A Data Science Application#

Question: How many bikes are available

Data: TO Bike Share data

Communicate the results: Visualize the data on a map where the bikes are located

Next Steps: Predict how many bikes are available at hourly intervals

folium.GeoJson(
    stations_geoj, 
    name = "Bikes", 
    tooltip = folium.features.GeoJsonTooltip(fields=['station_id','name','capacity'], localize=True)
).add_to(m)
m

TTC Subway Delays#

../../../_images/opendatatoronto-subway.png

Steps to Read the Public Data#

  1. Extract data file locations.

import requests
# Toronto Open Data is stored in a CKAN instance. It's APIs are documented here:
# https://docs.ckan.org/en/latest/api/

# To hit our API, you'll be making requests to:
base_url = "https://ckan0.cf.opendata.inter.prod-toronto.ca"

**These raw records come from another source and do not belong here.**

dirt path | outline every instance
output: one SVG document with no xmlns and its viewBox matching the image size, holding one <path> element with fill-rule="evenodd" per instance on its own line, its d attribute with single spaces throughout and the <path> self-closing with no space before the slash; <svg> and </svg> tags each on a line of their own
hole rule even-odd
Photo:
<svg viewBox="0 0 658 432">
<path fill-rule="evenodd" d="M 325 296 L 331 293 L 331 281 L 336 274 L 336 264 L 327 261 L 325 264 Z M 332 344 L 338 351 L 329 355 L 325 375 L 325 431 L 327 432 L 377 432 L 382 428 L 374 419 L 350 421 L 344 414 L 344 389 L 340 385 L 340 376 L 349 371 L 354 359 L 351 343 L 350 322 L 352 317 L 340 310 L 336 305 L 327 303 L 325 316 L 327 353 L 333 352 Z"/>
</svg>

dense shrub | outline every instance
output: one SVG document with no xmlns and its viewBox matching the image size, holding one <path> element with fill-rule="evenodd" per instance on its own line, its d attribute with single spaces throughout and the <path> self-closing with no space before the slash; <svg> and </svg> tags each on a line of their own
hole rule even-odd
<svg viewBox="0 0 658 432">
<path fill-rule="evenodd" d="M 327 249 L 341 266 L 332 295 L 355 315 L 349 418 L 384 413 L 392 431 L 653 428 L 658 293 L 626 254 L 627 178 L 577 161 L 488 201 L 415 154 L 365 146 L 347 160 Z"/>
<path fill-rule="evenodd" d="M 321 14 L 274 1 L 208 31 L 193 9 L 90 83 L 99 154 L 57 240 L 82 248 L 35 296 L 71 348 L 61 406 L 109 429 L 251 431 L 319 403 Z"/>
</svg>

# Datasets are called "packages". Each package can contain many "resources"
# To retrieve the metadata for this package and its resources, use the package name in this page's URL:
url = base_url + "/api/3/action/package_show"
params = { "id": "ttc-subway-delay-data"}
package = requests.get(url, params = params).json()
xlsx_list = []

# To get resource data:
for idx, resource in enumerate(package["result"]["resources"]):

       # To get metadata for non datastore_active resources:
       if not resource["datastore_active"]:
           url = base_url + "/api/3/action/resource_show?id=" + resource["id"]
           resource_metadata = requests.get(url).json()['result']
           # From here, you can use the "url" attribute to download this file
           print(resource_metadata['url'])
           xlsx_list.append(resource_metadata['url'])
  1. Read the files of interest, say files for 2022 and 2023.

import re
import pandas as pd
p = re.compile(".+(2022|2023)")
df_list = []

for x in xlsx_list:
    if p.match(x):
        print(x)
        df_list.append(pd.read_excel(x))

ttc_delays = pd.concat(df_list)
ttc_delays

What can we learn from the data?#

Plotting (with a bit of manipulation) usually helps us see patterns that we might not see otherwise.

import seaborn as sns
ttc_delays_stn = ttc_delays.groupby(
    "Station" # station names need cleaning...
).agg(
    {"Min Delay": "sum"}
).reset_index().sort_values(
    "Min Delay", ascending = False
).head(15)
# print(ttc_delays_stn)
g = sns.barplot(
    data = ttc_delays_stn,
    x = "Min Delay",
    y = "Station"
)
g.set(xlabel = "Total Length of Delays (min)", ylabel = "Top 15 Stations")
ttc_delays["Year"] = ttc_delays["Date"].apply(lambda x: x.year)
ttc_delays["Month"] = ttc_delays["Date"].apply(lambda x: x.month)
ttc_delays_ymd = ttc_delays.groupby(
    ["Year", "Month"]
).size().reset_index(name = "Number of Delays")

g = sns.lineplot(
    data = ttc_delays_ymd,
    x = "Month",
    y = "Number of Delays",
    hue = "Year"
)
g.set(xticks = [1, 12], xticklabels = ["Jan", "Dec"], xlabel = "")

How many people attended Federal Day Schools?#

from IPython.display import IFrame
IFrame("https://indiandayschools.org/", 1200,1000)

Questions#

  • What is the provenance of the data used in the expert report?

  • How does this data relate to the original documents?

  • What were record retention policies of Day Schools?

  • If we don’t know the data’s provenance then it’s not possible to assess the reliability of the total number of people that attended Day School from this data.